SEOUL, Apr 3: South Korean President Park Geun-hye said on Wednesday that the government must quickly produce an extra budget to create jobs and support the working class, while a meeting of the central bank chief and Park’s senior aide fuelled bets on an interest rate cut.
‘The working class will suffer greatly if the economy continues to slump,’ Park told senior finance ministry and financial regulator officials, according to the presidential office, calling for a swift policy response.
Park’s administration is expected to unveil the details of the extra budget sometime next week in a bid to break Asia’s fourth-largest economy out of what it calls a prolonged slump. A senior finance ministry official says it would be worth between 15 trillion won and 20 trillion won ($13.42 billion-$17.89 billion).
In conjunction with the extra budget, which will be part of a broader package by the government to revive growth, news that Bank of Korea Governor Kim Choong-soo met with Park’s chief economic aide late on Tuesday fuelled speculation of a rate cut at the central bank’s policy meeting next week to further boost the stimulus efforts.

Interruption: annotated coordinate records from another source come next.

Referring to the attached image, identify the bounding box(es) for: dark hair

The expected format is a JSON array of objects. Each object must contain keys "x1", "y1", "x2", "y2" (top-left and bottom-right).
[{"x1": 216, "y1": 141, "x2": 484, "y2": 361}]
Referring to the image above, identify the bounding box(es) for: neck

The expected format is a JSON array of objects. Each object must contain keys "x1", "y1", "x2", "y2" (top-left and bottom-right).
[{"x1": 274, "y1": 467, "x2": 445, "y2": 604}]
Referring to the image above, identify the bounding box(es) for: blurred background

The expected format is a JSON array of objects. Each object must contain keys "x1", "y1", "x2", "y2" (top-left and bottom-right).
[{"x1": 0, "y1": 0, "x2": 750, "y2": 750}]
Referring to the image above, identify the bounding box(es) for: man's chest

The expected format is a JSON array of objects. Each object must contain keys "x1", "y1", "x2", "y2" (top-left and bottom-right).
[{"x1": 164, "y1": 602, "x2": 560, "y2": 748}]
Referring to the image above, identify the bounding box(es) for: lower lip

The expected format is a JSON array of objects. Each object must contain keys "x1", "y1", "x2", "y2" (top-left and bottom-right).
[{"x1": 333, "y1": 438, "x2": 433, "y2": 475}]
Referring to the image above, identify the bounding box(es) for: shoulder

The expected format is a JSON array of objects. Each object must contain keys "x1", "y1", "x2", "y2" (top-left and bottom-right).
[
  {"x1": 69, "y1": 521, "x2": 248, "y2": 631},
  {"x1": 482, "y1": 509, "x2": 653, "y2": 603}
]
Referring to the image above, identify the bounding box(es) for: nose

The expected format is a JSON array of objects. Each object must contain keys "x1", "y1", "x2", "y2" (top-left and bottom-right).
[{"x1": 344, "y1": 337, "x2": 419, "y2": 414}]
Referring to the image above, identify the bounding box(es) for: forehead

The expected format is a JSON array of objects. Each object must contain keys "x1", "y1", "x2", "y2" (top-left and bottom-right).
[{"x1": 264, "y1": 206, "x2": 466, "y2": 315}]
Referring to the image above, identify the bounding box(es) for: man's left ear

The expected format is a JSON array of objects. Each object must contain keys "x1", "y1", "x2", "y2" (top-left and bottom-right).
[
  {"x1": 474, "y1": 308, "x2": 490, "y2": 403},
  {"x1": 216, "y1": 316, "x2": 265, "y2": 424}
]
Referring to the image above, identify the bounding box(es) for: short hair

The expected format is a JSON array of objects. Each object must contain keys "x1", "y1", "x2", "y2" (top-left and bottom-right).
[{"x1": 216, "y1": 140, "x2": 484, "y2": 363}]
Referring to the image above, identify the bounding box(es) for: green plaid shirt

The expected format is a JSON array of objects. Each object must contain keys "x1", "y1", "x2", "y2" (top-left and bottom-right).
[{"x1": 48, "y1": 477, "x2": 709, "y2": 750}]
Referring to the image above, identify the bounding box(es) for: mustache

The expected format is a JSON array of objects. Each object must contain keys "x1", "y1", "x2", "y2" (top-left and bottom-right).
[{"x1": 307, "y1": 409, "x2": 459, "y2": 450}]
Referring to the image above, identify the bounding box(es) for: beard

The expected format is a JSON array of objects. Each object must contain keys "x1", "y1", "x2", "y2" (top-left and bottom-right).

The Bank of Korea surprised markets last July by lowering rates for the first time in more than three years just days after Kim attended a meeting with officials at the presidential office.
‘The Bank of Korea will likely cut the interest rate as part of the all-out efforts (by authorities) to defend the economy,’ said Yum Sang-hoon, an economist at SK Securities.
The Park administration, which was inaugurated in late February, lowered its 2013 growth forecast to 2.3 percent in March from 3.0 percent previously as slumping external demand and the rapid depreciation of the yen have undercut local manufacturers.
A survey conducted by South Korea’s big business lobby group showed that the country’s leading manufacturers are already seeing their exports and profits undermined by the yen’s decline and want government help to counter the effects of so-called ‘Abenomics’, a round of massive monetary stimulus being pushed by Japanese Prime Minister Shinzo Abe.
Park told government officials on Wednesday to take steps that will ease troubles facing smaller companies stemming from the yen’s decline. In March, the average yen/won rate was down 15 percent from a year earlier, according to the Bank of Korea.
As the government readies its fiscal stimulus, markets have priced in expectations for a 25 basis-point rate cut by the Bank of Korea at its April 11 meeting. The central bank is also expected to lower its growth forecast for the year, which currently stands at 2.8 percent.
Such a move may erode the central bank’s credibility, especially after the governor’s meeting with the Park aide.
The central bank kept the benchmark rate unchanged at 2.75 percent for the fifth consecutive in March and has repeatedly said first-quarter economic indicators were not far off from its initial expectations.
The central bank’s March minutes, released on Tuesday, showed that only one member of the monetary policy committee voted for a rate cut and gave no hints of a radical shift in the central bank’s assessment of the economy.